In a statement released on Tuesday, the Teachers and School Staff for Palestine group called for the Anzac legend to be “dismantled” and linked a slaughter committed by World War One Anzac troops to the current war against Gaza.
Secondary schoolteacher Lucy Honan said it was important for students to understand Australia’s role in the Middle Eastern conflict.
“It is so important that students know that the Anzacs left a long and violent historical imprint in Palestine and in Sarafand al-’Amar in particular,” Ms Honan said.
“The British created a prison camp for Palestinian activists at Sarafand al-’Amar.
“The residents fled or were evacuated in the 1948 Nakba, and the site then became one of Israel’s largest military bases.
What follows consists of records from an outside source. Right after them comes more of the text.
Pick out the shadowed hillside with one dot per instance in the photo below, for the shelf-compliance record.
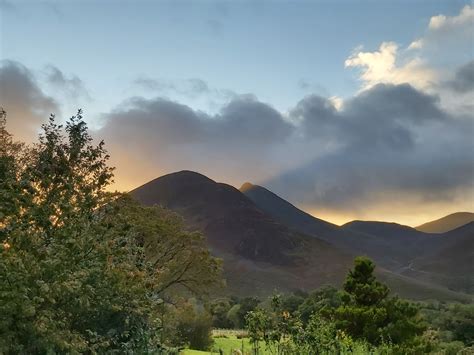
(260, 254)
(395, 247)
(447, 223)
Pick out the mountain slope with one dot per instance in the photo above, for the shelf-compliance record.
(384, 242)
(447, 223)
(258, 252)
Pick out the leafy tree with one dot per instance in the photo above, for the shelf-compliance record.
(219, 309)
(368, 313)
(194, 327)
(322, 302)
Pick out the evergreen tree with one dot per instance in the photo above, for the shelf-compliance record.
(368, 312)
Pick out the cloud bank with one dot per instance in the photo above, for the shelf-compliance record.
(401, 145)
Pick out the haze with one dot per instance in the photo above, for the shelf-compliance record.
(350, 110)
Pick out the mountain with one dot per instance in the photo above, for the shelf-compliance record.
(384, 242)
(260, 254)
(447, 223)
(287, 213)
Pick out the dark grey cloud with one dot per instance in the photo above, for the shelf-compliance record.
(389, 144)
(189, 88)
(464, 78)
(26, 104)
(71, 85)
(392, 139)
(156, 136)
(244, 120)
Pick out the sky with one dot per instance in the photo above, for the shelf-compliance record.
(348, 109)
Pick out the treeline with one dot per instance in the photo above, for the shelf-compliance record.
(360, 318)
(83, 270)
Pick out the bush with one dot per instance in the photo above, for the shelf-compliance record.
(195, 327)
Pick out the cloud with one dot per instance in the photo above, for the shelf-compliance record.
(384, 66)
(463, 81)
(26, 104)
(395, 144)
(389, 147)
(159, 135)
(189, 88)
(71, 86)
(446, 23)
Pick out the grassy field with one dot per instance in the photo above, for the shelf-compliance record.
(227, 341)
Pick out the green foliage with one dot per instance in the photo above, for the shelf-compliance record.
(219, 310)
(194, 327)
(83, 270)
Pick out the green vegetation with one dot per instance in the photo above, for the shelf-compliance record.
(361, 318)
(83, 270)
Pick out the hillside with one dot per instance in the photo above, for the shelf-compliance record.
(447, 223)
(285, 212)
(393, 246)
(260, 254)
(451, 262)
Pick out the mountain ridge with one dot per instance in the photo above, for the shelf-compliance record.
(447, 223)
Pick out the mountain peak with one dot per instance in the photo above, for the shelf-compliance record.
(246, 186)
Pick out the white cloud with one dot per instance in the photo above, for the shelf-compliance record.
(383, 66)
(418, 44)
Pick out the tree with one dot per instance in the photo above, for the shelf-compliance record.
(368, 313)
(194, 327)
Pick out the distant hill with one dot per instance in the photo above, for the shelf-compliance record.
(260, 254)
(384, 242)
(393, 246)
(451, 263)
(267, 244)
(447, 223)
(287, 213)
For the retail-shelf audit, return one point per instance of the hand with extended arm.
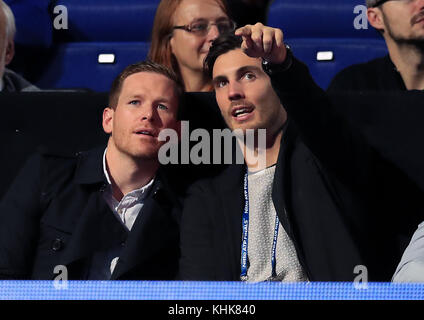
(260, 41)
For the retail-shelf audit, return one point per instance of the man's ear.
(108, 120)
(10, 52)
(375, 18)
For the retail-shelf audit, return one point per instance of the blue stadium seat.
(323, 34)
(75, 65)
(33, 22)
(103, 37)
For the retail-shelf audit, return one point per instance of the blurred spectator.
(401, 24)
(9, 80)
(183, 31)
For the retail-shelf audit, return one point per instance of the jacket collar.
(90, 167)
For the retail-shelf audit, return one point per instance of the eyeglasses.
(201, 28)
(379, 3)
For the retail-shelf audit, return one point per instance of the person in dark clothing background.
(401, 24)
(325, 203)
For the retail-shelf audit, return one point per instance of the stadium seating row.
(103, 36)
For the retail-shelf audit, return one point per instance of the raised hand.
(260, 41)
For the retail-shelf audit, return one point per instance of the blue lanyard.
(245, 240)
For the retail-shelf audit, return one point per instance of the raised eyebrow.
(245, 69)
(218, 78)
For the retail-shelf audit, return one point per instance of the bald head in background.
(9, 80)
(7, 33)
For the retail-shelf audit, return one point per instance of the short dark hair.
(221, 45)
(143, 66)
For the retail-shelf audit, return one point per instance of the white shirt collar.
(134, 193)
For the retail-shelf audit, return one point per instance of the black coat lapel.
(97, 229)
(232, 204)
(152, 248)
(280, 189)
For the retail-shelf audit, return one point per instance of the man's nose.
(235, 91)
(147, 113)
(213, 33)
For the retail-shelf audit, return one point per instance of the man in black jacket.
(401, 24)
(104, 214)
(321, 209)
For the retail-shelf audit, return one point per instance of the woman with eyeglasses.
(183, 31)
“This is a legacy to dismantle, not to glorify.”
The group has developed an educational resource for classrooms, aiming to redress current Anzac narratives and “enable rigorous, critical and empowering education”.
Primary schoolteacher Bill Abrahams said it was important to use objective teaching resources rather than relying on information from parties with vested interests in Israeli weaponry.
“Rather than depending on teaching resources published by the Australian War Memorial — which is funded in part by weapons companies implicated in the genocide in Gaza, like Boeing, Thales and Northrupp Grumman — we will use resources that help us and our students reflect critically on Australia’s military involvement in Palestine,” he said.
Teachers have been encouraged to foreground the massacre of as many as 137 people in the Palestinian village, Sarafand al-’Amar, committed by ANZACs in 1918.
The booklet is a 40-page resource featuring explanations about how Anzac Day relates to Palestine, the British Mandate, the Sarafand al-’Amar massacre, the 1948 Nakba, and many primary and secondary historical sources.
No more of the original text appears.